On pouvait toujours craindre de voir le cinéaste diluer son style sous la contrainte des desideratas de ses nouveaux patrons américains. Au vu du pitch a priori simpliste de Stoker (titre ouvertement explicite, évoquant l’auteur de Dracula), on pouvait même s’attendre à voir Park Chan-wook remiser son intégrité artistique au placard comme tant d’autres cinéastes avant lui. On se sera simplement trompé, et ce malgré l’apparente sagesse graphique de ce nouveau film.

Car même si le réalisateur ne renoue pas ici avec la violence frontale qui aura fait sa renommée, force est d’admettre que le propos du film (qui traite de sexualité, d’attirance incestueuse et de pulsions homicides) n’a rien d’inoffensif. Bien au contraire, le mystère de l’intrigue et l’ambivalence qui se dégage de ses protagonistes évoquent ouvertement les personnages contradictoires des précédentes oeuvres du cinéaste.

D’autant que par sa parfaite connaissance de la grammaire cinématographique, Park Chan-wook fait de ce qui aurait pu être un banal thriller domestique, un sommet de sophistication formelle et symbolique riche en métaphores visuelles, en sous-texte freudien et en suspense. Sur ce dernier point, il suffit de voir comment le réalisateur transforme une banale veillée funéraire en un authentique moment de suspense dans lequel India fait tout pour se dérober à la vue de son oncle.

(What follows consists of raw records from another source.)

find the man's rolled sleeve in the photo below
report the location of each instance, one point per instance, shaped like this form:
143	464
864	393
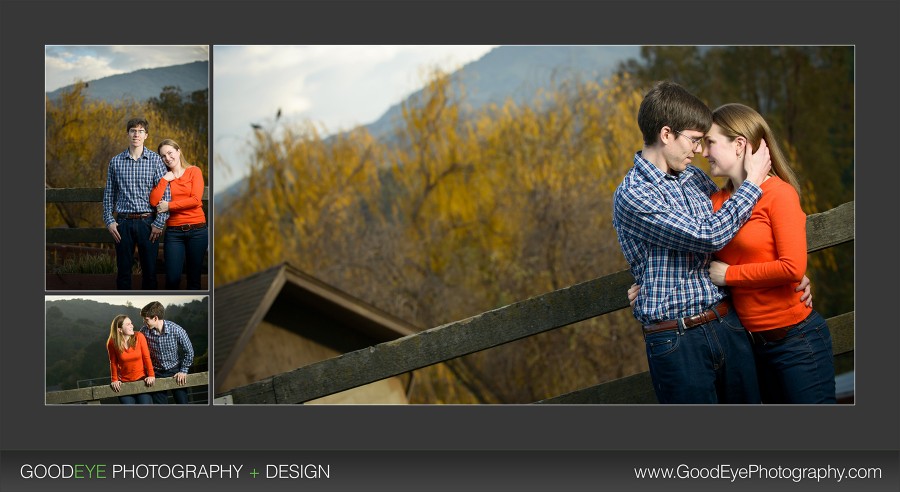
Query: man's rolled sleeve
109	196
187	357
161	217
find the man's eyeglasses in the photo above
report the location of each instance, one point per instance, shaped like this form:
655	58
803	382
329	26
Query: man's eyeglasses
694	141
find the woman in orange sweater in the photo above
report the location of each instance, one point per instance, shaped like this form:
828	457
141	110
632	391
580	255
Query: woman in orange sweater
764	263
129	359
187	237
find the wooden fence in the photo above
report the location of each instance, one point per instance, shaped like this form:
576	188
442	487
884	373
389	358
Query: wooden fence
69	235
513	322
62	241
94	394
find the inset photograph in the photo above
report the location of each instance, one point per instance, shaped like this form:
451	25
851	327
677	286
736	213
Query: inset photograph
127	167
123	350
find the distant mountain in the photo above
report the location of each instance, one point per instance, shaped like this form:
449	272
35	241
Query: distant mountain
143	84
516	72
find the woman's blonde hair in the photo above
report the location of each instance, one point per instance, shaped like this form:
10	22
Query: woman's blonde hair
117	337
738	120
172	143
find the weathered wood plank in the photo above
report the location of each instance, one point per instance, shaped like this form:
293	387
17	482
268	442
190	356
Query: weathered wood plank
490	329
261	392
634	389
69	396
133	388
842	328
638	389
830	228
69	195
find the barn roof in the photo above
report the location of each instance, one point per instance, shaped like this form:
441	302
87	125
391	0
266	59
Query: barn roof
241	305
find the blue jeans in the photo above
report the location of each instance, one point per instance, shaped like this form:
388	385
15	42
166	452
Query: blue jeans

Dès lors, Park Chan-wook commence à souligner le rapport quasi-télépathique qui lie les deux personnages. Les silences en disent ainsi bien assez sur les errements psychologiques de chacun des protagonistes et sur la tension sexuelle incestueuse qui s’installe entre eux. Le désir prend progressivement forme dans cette confrontation triangulaire jusqu’à attiser la jalousie entre une mère esseulée et sa fille.

L’éveil à la sexualité de cette dernière se révèle alors pleinement en présence de cet oncle séduisant. Preuve en est cette somptueuse scène du morceau de piano interprété à quatre mains ou même la séquence déterminante de la douche qui semble conditionner la sexualité d’India à la seule pulsion homicide.
Riche en symboles évocateurs et en références subtiles, le film peut alors très bien se voir comme un conte initiatique illustrant la métamorphose morale de sa protagoniste, laquelle réalise pleinement sa nature au contact de son oncle.

Le choix du titre lui-même n’est certainement pas anodin en ce qu’il nous évoque l’auteur de Dracula. Le rapport prépondérant du personnage d’India à la nature, son lien télépathique avec son oncle, la volonté de celui-ci de l’initier à ses instincts, et la fameuse séquence du vin, tout ceci tend à souligner la métaphore du vampire tentateur annoncée par le titre. On en verra pourtant pas le moindre croc, juste une symbolisation évidente.

Il faut saluer l’interprétation irréprochable du trio d’acteur. De Nicole Kidman en veuve esseulée à Matthew Goode (Ozymandias dans Watchmen) en oncle tour à tour charmeur et inquiétant, en passant par Mia Wasikowska en adolescente ambigüe, tous incarnent leur rôle avec un talent indéniable.

Il est alors un peu dommage que le scénario ne creuse pas plus en profondeur les tourments de ses personnages. On pourra même lui reprocher quelques facilités narratives, notamment dans le dernier acte.
Ces quelques menus défauts n’entachent pourtant pas le travail exceptionnel de Park Chan-wook qui transcende les failles de son scénario par une mise en scène sidérante de beauté lyrique et baroque. Le réalisateur signe ainsi avec Stoker un authentique chef d’oeuvre en parfaite cohérence avec l’ensemble de son oeuvre.